Senator Payne said the government's latest emissions projections to 2030 will see Australia achieve up to a 35 per cent reduction, and Australia's emissions have reduced faster than any other major commodity exporting nation since 2005.
"Our emissions are now more than 20 per cent below 2005 levels and have fallen faster than many similar developed countries, including Canada, Japan, New Zealand and the United States, and faster than the OECD average."
The government's plan to reach net zero by 2050 only models for 85 per cent of the way to net zero, banking on unknown future technological developments to get it the final 15 per cent reductions.
Labor leader Anthony Albanese said Australia's report card from Glasgow as "a definite fail ... more spin than substance" for turning up to Glasgow without new 2030 targets.
"What we have from the Prime Minister is pretending he cares about climate change, but at the same time, trying to run a scare campaign about action on climate change - and that just undermines the whole point," Mr Albanese told reporters in Sydney on Sunday.

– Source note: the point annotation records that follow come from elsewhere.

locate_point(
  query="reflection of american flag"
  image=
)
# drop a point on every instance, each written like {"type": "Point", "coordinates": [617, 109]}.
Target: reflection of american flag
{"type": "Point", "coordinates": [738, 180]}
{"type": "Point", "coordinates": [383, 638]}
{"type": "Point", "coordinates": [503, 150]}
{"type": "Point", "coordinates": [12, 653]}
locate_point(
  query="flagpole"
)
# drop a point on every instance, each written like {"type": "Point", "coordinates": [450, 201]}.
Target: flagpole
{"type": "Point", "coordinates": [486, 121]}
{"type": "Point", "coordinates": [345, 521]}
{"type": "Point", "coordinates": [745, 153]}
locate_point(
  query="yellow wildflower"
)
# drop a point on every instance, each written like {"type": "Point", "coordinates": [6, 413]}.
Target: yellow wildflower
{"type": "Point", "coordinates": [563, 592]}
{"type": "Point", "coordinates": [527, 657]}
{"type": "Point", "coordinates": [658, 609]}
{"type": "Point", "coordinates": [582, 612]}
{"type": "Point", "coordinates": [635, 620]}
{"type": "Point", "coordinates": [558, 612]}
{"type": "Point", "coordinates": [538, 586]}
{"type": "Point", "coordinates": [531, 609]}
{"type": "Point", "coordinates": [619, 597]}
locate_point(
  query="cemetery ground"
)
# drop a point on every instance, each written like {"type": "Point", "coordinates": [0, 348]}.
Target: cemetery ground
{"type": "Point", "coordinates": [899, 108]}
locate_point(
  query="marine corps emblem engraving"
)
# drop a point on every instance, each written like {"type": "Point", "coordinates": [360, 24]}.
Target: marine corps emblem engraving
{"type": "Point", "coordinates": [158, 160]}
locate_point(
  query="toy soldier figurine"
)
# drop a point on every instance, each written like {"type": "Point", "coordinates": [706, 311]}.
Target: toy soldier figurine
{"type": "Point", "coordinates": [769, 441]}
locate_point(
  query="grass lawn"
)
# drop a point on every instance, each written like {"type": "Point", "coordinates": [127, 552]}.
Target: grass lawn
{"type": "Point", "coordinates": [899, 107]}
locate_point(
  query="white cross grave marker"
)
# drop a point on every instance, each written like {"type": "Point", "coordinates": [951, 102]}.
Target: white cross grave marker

Greens senator Sarah Hanson-Young was in Glasgow for the talks, saying Australia must show up at the 2022 talks with a stronger 2030 target, because Australia's global reputation was "in tatters" after showing up at the talks spruiking a gas company and the "failed" carbon capture technology and lobbying to water down restrictions on coal and fossil fuel subsidies.
"Either Scott Morrison and the fossil fuel cronies in his cabinet just don't understand the climate crisis or they simply do not care," Senator Hanson-Young said.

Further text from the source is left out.